New challenges arise for addressee detection when multiple people interact jointly with a spoken dialog system using unconstrained natural language. We study the problem of discriminating computer-directed from human-directed speech in a new corpus of human-human-computer (H-H-C) dialog, using lexical and prosodic features. The prosodic features use no word, context, or speaker information. Results with 19% WER speech recognition show improvements from lexical features (EER=23.1%) to prosodic features (EER=12.6%) to a combined model (EER=11.1%). Prosodic features also provide a 35% error reduction over a lexical model using true words (EER from 10.2% to 6.7%). Modeling energy contours with GMMs provides a particularly good prosodic model.
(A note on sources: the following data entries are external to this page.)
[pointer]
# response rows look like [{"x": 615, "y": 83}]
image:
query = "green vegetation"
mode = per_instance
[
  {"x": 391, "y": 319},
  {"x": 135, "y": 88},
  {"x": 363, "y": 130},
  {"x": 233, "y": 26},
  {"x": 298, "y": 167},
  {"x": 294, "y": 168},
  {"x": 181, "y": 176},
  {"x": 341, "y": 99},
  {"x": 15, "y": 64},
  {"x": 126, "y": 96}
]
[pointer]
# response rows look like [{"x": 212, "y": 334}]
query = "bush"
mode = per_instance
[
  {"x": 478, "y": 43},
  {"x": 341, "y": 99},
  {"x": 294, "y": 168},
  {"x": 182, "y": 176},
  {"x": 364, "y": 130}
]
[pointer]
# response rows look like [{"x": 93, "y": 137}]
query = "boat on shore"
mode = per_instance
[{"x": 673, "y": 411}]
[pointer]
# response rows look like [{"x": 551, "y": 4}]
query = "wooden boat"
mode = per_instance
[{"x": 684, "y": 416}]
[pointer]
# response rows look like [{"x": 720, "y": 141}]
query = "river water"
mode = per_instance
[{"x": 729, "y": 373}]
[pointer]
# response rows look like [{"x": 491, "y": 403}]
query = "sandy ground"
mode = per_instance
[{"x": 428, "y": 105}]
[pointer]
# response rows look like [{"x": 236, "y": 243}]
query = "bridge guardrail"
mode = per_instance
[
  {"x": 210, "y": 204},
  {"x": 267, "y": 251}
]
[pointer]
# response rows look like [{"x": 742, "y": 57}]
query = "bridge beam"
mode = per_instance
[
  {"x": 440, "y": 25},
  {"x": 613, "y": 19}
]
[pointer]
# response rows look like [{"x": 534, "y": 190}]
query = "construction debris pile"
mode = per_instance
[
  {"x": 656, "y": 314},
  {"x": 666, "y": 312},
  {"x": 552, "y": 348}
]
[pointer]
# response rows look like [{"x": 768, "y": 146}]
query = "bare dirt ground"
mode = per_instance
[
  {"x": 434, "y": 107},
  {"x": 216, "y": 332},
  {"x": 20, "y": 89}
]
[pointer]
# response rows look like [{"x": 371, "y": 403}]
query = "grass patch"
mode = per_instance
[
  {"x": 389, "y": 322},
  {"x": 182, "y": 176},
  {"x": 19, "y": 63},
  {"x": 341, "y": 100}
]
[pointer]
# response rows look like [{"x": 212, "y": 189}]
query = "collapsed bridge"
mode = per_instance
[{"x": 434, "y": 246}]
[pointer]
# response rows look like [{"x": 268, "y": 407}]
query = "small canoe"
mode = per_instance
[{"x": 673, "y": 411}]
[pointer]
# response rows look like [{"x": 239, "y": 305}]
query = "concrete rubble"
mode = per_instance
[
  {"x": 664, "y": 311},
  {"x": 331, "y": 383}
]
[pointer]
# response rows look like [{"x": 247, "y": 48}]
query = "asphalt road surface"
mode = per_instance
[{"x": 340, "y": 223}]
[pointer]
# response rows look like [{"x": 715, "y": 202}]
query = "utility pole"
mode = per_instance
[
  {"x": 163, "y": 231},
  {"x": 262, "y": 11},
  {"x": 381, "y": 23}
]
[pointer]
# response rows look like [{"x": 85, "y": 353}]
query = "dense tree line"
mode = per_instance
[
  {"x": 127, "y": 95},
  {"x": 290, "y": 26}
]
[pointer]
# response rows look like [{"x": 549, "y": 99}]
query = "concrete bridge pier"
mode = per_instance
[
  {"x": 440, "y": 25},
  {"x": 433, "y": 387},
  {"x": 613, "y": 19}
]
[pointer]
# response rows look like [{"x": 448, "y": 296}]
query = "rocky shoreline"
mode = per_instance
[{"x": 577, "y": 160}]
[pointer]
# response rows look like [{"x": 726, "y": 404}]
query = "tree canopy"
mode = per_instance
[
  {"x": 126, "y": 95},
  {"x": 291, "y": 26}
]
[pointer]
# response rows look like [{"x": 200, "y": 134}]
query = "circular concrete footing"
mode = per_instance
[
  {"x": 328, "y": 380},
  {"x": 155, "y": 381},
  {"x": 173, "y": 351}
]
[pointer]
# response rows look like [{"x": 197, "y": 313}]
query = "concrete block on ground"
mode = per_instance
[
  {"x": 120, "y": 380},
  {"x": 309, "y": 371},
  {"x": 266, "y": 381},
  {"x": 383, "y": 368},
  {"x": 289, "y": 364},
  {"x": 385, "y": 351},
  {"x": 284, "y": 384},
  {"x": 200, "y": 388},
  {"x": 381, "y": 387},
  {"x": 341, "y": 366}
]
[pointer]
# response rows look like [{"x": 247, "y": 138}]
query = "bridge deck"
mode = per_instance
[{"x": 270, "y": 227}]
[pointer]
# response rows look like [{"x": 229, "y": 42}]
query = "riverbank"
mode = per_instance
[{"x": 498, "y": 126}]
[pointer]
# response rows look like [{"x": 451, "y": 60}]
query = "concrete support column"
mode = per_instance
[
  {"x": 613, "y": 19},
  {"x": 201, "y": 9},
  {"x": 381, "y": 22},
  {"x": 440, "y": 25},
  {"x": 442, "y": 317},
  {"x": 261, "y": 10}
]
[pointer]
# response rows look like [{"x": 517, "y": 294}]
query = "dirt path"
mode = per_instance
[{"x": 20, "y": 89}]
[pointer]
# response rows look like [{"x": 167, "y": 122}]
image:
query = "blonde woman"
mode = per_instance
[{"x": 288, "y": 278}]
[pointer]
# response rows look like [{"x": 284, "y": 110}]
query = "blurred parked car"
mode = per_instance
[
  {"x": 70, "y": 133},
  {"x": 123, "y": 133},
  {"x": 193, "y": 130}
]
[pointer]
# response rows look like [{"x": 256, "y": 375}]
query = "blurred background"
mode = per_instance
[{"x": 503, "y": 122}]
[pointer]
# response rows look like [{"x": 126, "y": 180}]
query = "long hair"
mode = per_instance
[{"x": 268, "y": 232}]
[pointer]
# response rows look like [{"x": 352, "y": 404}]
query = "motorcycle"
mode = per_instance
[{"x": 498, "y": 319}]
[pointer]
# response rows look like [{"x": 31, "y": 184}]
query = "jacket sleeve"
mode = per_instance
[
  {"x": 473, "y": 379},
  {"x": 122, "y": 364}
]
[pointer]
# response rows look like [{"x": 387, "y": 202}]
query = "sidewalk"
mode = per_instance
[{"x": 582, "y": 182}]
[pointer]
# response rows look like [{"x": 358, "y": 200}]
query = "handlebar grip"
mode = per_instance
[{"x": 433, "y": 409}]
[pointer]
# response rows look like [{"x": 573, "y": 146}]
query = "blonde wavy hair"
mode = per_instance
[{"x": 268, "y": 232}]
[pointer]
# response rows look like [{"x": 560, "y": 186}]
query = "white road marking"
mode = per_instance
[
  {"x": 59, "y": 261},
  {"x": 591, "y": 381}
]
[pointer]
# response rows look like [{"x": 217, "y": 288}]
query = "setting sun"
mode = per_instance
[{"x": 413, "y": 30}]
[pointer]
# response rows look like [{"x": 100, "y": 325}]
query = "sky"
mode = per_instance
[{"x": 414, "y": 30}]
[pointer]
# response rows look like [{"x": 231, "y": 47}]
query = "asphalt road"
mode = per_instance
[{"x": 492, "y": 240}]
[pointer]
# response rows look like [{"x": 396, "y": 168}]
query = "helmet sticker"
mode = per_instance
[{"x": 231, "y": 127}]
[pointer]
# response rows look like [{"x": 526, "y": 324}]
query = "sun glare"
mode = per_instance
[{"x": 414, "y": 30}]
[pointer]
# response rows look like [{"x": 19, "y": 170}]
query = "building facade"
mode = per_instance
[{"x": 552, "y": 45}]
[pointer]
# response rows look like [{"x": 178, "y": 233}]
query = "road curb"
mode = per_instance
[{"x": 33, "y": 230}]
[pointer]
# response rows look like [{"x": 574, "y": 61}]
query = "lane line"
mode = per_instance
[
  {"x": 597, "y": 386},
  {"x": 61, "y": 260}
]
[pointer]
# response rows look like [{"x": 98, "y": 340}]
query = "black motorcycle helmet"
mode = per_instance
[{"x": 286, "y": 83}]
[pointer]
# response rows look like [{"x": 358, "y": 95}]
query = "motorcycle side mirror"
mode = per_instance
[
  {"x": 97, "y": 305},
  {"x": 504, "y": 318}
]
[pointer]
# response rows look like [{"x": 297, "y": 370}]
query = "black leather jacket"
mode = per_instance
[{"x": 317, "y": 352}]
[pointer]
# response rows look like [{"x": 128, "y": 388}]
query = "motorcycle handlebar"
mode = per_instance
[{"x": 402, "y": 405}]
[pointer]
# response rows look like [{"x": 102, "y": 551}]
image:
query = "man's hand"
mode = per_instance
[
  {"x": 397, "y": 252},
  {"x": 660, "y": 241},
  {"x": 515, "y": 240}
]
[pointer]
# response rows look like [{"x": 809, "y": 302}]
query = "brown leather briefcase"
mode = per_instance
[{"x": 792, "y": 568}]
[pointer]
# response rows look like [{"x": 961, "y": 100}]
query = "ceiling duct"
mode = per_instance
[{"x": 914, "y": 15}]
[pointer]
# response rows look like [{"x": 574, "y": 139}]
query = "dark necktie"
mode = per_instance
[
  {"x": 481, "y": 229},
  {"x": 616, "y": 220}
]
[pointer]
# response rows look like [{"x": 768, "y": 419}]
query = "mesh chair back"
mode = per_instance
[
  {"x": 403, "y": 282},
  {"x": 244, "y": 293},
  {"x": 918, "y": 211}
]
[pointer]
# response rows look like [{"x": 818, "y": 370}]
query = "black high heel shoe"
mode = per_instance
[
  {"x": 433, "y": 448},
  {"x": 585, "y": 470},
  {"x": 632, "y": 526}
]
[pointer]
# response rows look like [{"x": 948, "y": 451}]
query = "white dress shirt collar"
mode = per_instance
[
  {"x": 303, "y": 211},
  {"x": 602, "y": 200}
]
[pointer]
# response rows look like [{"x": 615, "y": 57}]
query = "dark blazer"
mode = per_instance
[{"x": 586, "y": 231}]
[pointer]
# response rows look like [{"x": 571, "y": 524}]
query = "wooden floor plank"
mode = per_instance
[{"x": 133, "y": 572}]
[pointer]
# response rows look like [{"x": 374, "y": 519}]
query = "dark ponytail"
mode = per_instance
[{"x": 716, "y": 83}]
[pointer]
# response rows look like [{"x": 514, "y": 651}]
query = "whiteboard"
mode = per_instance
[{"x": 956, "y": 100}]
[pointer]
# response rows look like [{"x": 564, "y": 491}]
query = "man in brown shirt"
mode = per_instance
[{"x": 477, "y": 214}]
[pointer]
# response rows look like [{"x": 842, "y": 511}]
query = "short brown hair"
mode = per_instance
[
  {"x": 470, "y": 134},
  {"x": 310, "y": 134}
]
While lexical models perform well for commands, they confuse free-form system-directed speech with human-human speech. Prosodic models dramatically reduce these confusions, implying that users change speaking style as they shift addressees (computer versus human) within a session. Overall results provide strong support for combining simple acoustic-prosodic models with lexical models to detect speaking style differences for this task.
Index Terms: addressee detection, spoken dialog system, prosody, language model, GMM, boosting, logistic regression.
Bibliographic reference. Shriberg, Elizabeth / Stolcke, Andreas / Hakkani-Tür, Dilek / Heck, Larry (2012): "Learning when to listen: detecting system-addressed speech in human-human-computer dialog", In INTERSPEECH-2012, 334-337.